"Zabawna zbieżność". Pochanke ujawnia powód odejścia z TVN24
Ponad rok temu media obiegła informacja, że po 19 latach współpracy z TVN24 Justyna Pochanke postanowiła opuścić redakcję stacji.
"Nie planowałam tego, ale takie nieplanowane decyzje są najuczciwsze. A to jest moja decyzja. Chciałam się z Wami pożegnać" – napisała w pożegnalnym mailu dziennikarka.

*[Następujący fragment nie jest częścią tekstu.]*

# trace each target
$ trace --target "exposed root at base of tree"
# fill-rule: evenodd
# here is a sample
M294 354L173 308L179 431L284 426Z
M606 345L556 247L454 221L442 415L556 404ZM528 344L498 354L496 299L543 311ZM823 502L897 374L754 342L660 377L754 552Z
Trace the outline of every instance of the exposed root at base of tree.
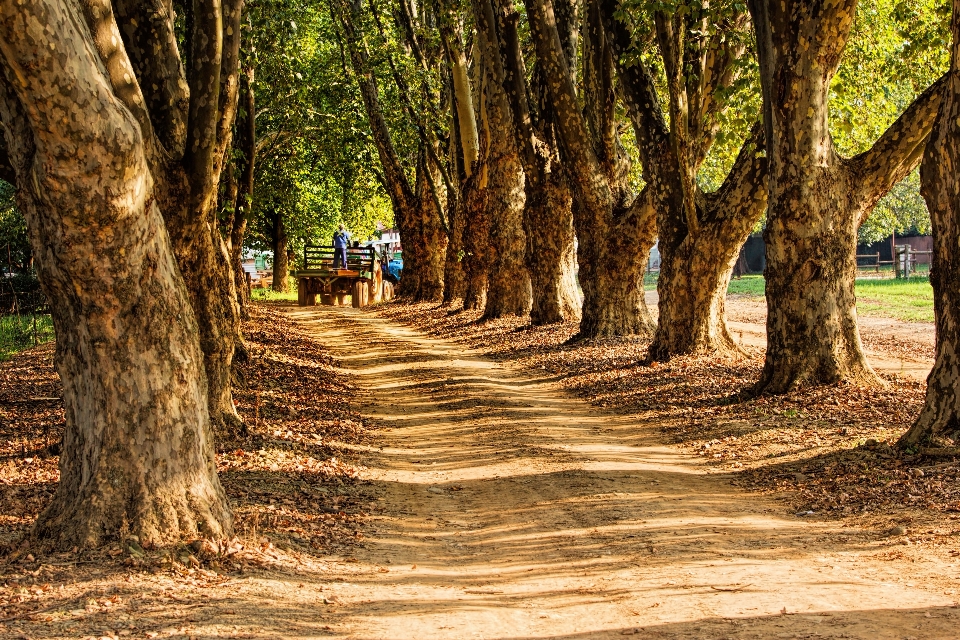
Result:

Media zaczęły spekulować, że odejście dziennikarki miało związek z wygraną Andrzeja Dudy w wyborach prezydenckich. Teraz, w rozmowie z "Newsweekiem", Pochanke stwierdziła, że jej decyzja nie miała nic wspólnego z polityką, a zbieżność z elekcją prezydenta Dudy określiła jako "zabawną".
Powody osobiste
Dziennikarka stwierdziła, że powodem jej nagłego zniknięcia z TVN24 były powody osobiste.
– Miałam świadomość, że z takiej sceny można spaść, ale zejść? Ja to jednak naprawdę zrobiłam na własną, gorącą prośbę. Kropelki zbierały się we mnie od dawna. Wszystkie były natury osobistej. Odeszłam bez wojny i histerii. Czasem tak można i czasem tak trzeba – stwierdziła.
Pochanke skrytykowała również Prawo i Sprawiedliwość. Jej zdaniem władza boi się każdej niezależnej opinii. Stąd też, jej zdaniem, uchwalona niedawno nowelizacja ustawy medialnej, określanej przez opozycję i część środowiska dziennikarskiego mianem "lex TVN".
– Ta władza nie jest ślepa ani głucha i doskonale zdaje sobie sprawę, że jej czar prysł. Nie mówię, że skończyło się PiS, ale każda krytyka jest dziś dla niego groźna – powiedziała.
Dziennikarka zdementowała także doniesienia o tym, jakoby przeprowadziła się do Hiszpanii.
– Nikt mnie z mojego kraju nie wygoni – powiedziała.